To address the final issue, in a database environment, the meaning of data conveyed by any data model is declared by database designers or other designers to the DBMS. The DBMS, then, has the knowledge required to manage data in an efficient manner on behalf of user applications. DBMS systems enforce integrity, perform data manipulation, physically retrieve and update data, and perform a wide range of optimizations. Indeed, the whole point of database management is to centralize these functions in the DBMS, away from file-processing application programs. Why then does XML insist on shipping data AWAY from the primary point of storage so that it can be processed?

Counterpoint:

The notion of comparing XML to RDBMS systems in a side-by-side manner is impractical. XML was not created by Bosak et. al. as a means for replacing database functionality. Rather, its goals were to enable a better means for exchange of structured documents that can be used for many purposes, data representation being one.
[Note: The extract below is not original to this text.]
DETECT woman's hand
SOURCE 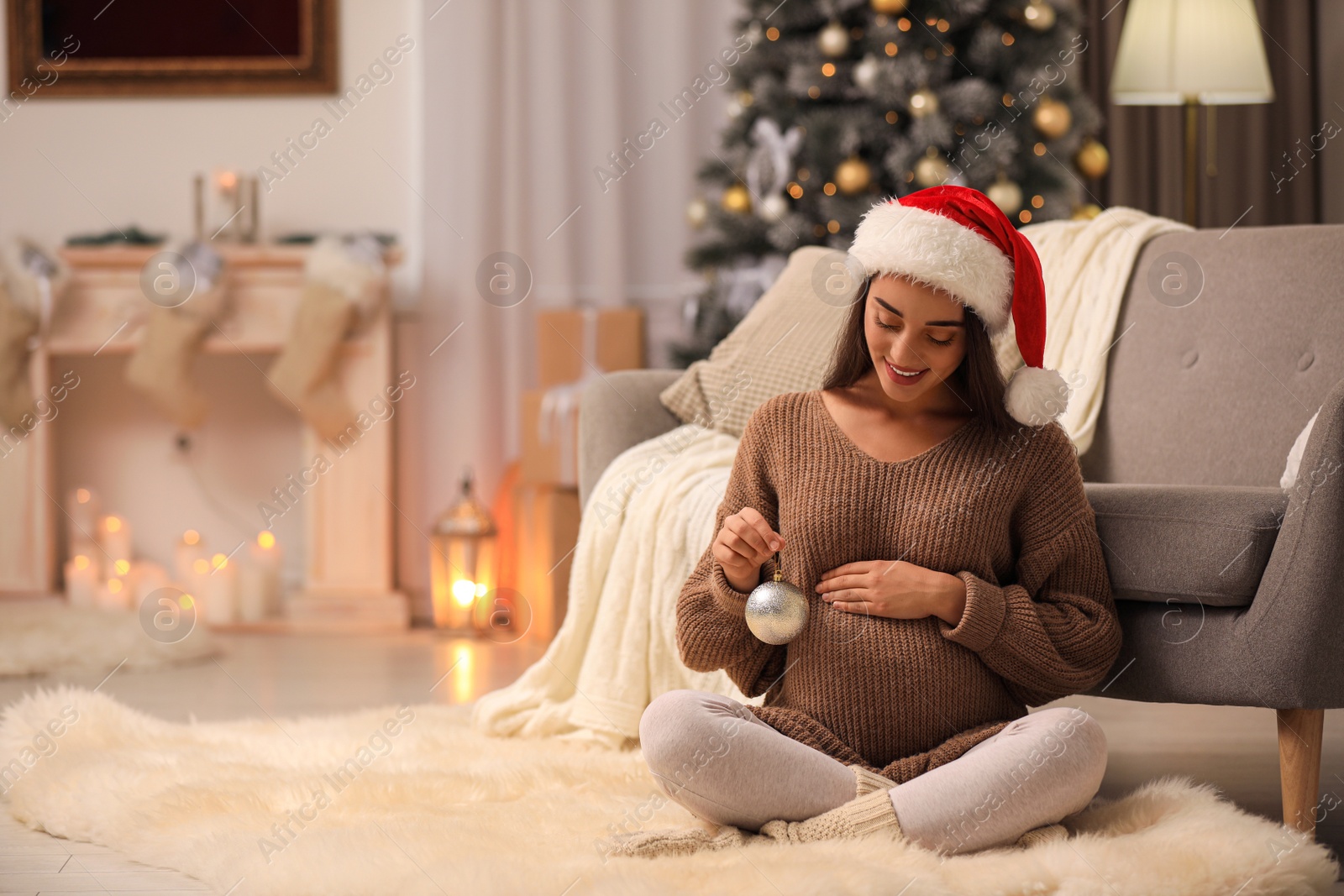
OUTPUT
[817,560,966,626]
[710,508,784,591]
The needs of users to store and aggregate this data may then necessitate an entirely new class of storage techniques and methodologies. One error commonly made by RDBMS proponents is that they assume that the same sort of information is being represented in XML documents as would be stored in a relational framework. However, this is not always the case.
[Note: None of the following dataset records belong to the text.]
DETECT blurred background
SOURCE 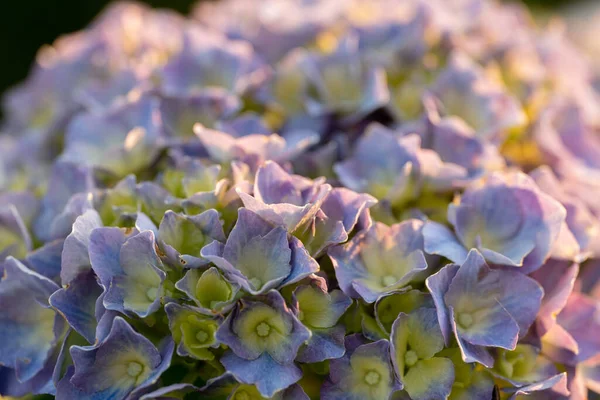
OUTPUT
[0,0,593,99]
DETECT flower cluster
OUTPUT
[0,0,600,400]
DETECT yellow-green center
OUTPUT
[365,370,381,386]
[196,330,208,343]
[404,350,419,367]
[146,288,158,301]
[250,278,262,290]
[458,313,474,328]
[381,275,398,286]
[234,392,250,400]
[127,361,144,378]
[256,322,271,337]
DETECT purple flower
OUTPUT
[200,208,319,294]
[60,95,164,177]
[390,308,454,400]
[334,124,468,206]
[272,37,389,118]
[194,124,319,171]
[292,275,352,363]
[216,291,311,397]
[321,335,399,400]
[238,161,331,233]
[426,250,544,367]
[160,25,268,96]
[0,257,67,390]
[423,173,566,271]
[89,228,166,318]
[329,220,427,303]
[431,53,526,140]
[57,317,173,400]
[159,89,240,145]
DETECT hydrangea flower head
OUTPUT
[0,0,600,400]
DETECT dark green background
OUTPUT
[0,0,574,101]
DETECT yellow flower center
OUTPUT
[381,275,398,287]
[256,322,271,337]
[365,370,381,386]
[404,350,419,367]
[196,331,208,343]
[146,288,158,301]
[458,313,474,328]
[127,361,144,378]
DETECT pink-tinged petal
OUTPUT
[444,250,543,349]
[531,260,579,337]
[423,221,468,264]
[329,220,427,303]
[448,172,566,272]
[425,264,459,346]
For data that is hierarchical in nature, many can successfully argue that RDBMS systems are ruefully inadequate. The required disassembly of a structured document into tables and columns, and subsequent reassembly back into an XML format is tremendously inefficienty when compared to the technologies that deal with XML in its native, hierarchical manner. Sure, there are people that are using XML in an inappropriate manner, forcing relational data into a hierarchical format. And in these cases, RDBMS performance will far outweigh XML's supposed efficiencies.

However, if XML is used as intended as a means of storing highly variable, structured data, RDBMS systems simply cannot be competently applied. RDBMS systems require a pre-supposed knowledge of the data structure of information to be inserted. However, XML documents can be extremely variable in their data content and size. Native XML database systems deal with this well, but RDBMS systems would have to jump through hoops to meet these requirements.

So, the basic counter-argument goes: if XML is used to represent hierarchical, structured data, RDBMS systems are not appropriate. If XML is used to represent data that was originally in a relational format, then XML systems become inefficient and inappropriate.

Con: XML specifications are not yet complete or tested

Another of the barriers to implementation of XML in a widespread manner is the perception that XML standards are still in development, not yet mature, or not stable enough for widespread deployment.

While this may be an overrated concern, there is some truth to the sentiment. XML has been in existence as a formal recommendation only since 1998, and many of the tools on the market are significantly younger. XML Schema, which adds many necessary features to the language only became a recommendation in May 2001, and the number of tools that support that capability, while growing on a daily basis, are still very young and not quite mature.

Of course, the biggest concern is the stability of the standards. How can users, let alone software tools vendors, support the XML standards if they are constantly shifting? New versions of almost all the standards are in the works. At some point, these standards will need to solidify and give users of all sorts the time they need to properly implement and experiment with the possibilities that these standards offer.

Counterpoint:

The simplest counterpoint to the above argument is that the key standards that are important to the development of XML have already been developed. Some would argue that they may even be over-developed. There have been numerous complaints of overly complex, interrelated specifications, and a call to a return to the "simpler days" of XML. As a result, companies should not halt their XML development efforts simply because later specification versions have been halted.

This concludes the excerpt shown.